Alamat

Jl Diponegoro Gg. III Cepu - Jawa Tengah Indonesia

Rabu, 15 Mei 2013

Kisah Sayyid Alawi dan As-Sa'di Palsukah? bag-8



8. Tujuan Periwayatan tersebut:

Sebetulnya bagian ini tidak perlu saya komentari karena merupakan kesimpulan penulis bantahan yang didasari persangkaan yang kurang baik dari kisah ini. Tetapi untuk memuaskan pembaca, saya akan memberikan sedikit komentar saja.

Pertama, ucapan penulis: Pertama, sampai kepada disyariatkannya keumuman tabarruk.

Komentar saya:
Dalil-dalil naqli yang telah saya sebutkan sebelumnya telah membuktikan kebolehan melakukan amalan tabarruk ini.
Dan ucapan dan tindakan sahabat Umar saat mencium hajar Aswad itu justru menjadi dalil kebolehannya melakukan tabarruk.

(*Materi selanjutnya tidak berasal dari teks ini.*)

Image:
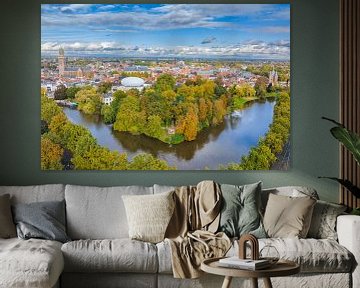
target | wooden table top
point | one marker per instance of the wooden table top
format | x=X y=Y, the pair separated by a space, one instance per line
x=281 y=268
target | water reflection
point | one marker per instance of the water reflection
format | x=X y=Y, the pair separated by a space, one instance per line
x=217 y=145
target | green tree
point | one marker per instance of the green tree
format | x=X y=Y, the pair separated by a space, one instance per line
x=165 y=82
x=104 y=87
x=130 y=117
x=153 y=127
x=71 y=92
x=89 y=101
x=148 y=162
x=60 y=92
x=191 y=124
x=261 y=86
x=51 y=154
x=48 y=109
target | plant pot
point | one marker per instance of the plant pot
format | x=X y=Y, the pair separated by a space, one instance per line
x=355 y=211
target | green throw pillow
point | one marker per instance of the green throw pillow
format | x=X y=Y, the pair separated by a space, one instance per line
x=240 y=213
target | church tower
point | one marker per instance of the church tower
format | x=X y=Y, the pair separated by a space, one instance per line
x=61 y=60
x=273 y=77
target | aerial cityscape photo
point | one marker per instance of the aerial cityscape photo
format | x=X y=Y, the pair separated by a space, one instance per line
x=165 y=86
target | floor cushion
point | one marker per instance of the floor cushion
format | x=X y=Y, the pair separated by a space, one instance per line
x=30 y=263
x=110 y=255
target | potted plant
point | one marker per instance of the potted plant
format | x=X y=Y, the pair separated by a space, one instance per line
x=351 y=141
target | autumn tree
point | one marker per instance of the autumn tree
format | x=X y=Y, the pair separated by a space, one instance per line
x=51 y=154
x=191 y=124
x=71 y=92
x=48 y=109
x=153 y=126
x=89 y=101
x=261 y=86
x=165 y=82
x=104 y=87
x=60 y=92
x=130 y=117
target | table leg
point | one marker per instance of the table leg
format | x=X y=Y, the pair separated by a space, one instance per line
x=254 y=282
x=227 y=282
x=267 y=282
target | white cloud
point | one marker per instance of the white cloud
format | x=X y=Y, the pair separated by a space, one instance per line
x=280 y=49
x=163 y=17
x=208 y=40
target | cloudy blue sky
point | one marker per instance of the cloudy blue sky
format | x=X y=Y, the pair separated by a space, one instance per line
x=169 y=30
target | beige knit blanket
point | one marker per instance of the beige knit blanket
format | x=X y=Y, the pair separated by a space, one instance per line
x=191 y=231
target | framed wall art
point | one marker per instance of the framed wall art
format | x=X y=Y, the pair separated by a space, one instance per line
x=165 y=86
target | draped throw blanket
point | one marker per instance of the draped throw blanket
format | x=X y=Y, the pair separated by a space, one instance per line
x=191 y=231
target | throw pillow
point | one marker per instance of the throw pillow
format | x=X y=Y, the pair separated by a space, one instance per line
x=7 y=226
x=240 y=213
x=43 y=220
x=149 y=215
x=323 y=223
x=288 y=217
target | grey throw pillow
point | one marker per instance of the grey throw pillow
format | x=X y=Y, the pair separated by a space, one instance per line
x=240 y=213
x=323 y=222
x=43 y=220
x=7 y=226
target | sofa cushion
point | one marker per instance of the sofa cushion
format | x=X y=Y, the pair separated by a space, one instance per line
x=313 y=255
x=35 y=193
x=149 y=215
x=43 y=220
x=30 y=263
x=323 y=222
x=287 y=216
x=98 y=213
x=7 y=226
x=116 y=255
x=240 y=210
x=291 y=191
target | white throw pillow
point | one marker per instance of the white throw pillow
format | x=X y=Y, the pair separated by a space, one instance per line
x=149 y=215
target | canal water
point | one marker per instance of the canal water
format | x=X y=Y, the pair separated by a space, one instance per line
x=214 y=146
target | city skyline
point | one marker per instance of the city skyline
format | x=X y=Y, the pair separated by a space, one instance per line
x=258 y=31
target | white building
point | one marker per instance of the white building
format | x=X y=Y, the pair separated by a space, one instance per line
x=107 y=98
x=132 y=83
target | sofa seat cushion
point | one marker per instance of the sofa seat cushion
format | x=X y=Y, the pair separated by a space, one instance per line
x=30 y=263
x=313 y=255
x=110 y=255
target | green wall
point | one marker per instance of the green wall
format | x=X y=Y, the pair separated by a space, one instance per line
x=315 y=86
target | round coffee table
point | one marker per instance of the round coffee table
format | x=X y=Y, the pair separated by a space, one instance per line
x=281 y=268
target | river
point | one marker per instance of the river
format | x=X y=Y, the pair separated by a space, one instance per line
x=214 y=146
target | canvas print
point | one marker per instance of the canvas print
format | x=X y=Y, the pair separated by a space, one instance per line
x=165 y=86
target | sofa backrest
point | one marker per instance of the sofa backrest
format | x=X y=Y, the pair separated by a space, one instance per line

Kedua, menampakkan ulama shufi sebagai orang yang lebih alim dari ulama wahhabiy …

Komentar saya:
Ini adalah kesimpulan yang tergesa-gesa diambil oleh penulis, karena bukankah suatu hal yang wajar bila seorang ulama memiliki satu kelebihan di bandingkan ulama yang lain.
Misalnya si ulama A itu lebih pandai nahwu dibanding ulama B, dan si ulama B lebih pandai fiqih daripada ulama A.
Jadi bukanlah merupakan suatu aib kalau kemudian si ulama B belajar nahwu  pada ulama A dan ulama A belajar fiqih pada ulama B.
Contoh yang terkenal  adalah riwayat Nabi Musa saat merasa dirinya paling  pandai, maka Allah lalu memerintahkan beliau untuk menemui Nabi Khidir. Ini bukan berarti Nabi Khidir lebih alim daripada Nabi Musa, akan tetapi beliau memiliki ilmu yang tidak dimiliki Nabi Musa, yaitu tentang ilmu akan hakikat sesuatu. 

Ketiga ucapan penulis: Permasalahannya sekarang bukanlah pada pengarang akan tetapi pada akal orang yang membenarkan riwayat lemah seperti riwayat ini. Seandianya saja pengarang tidak mengetahui kebodohan dan sedikitnya ilmu orang yang akan menukil riwayat ini untuk mereka, dia tidak akan berbuat lancang atas mereka.

Komentar saya:
Jika para pembaca memikirkan dan merenungkan secara adil dan obyektif, saya rasa para pembaca akan bisa memilih sikap sendiri antara membenarkan kisah ini atau pun tidak.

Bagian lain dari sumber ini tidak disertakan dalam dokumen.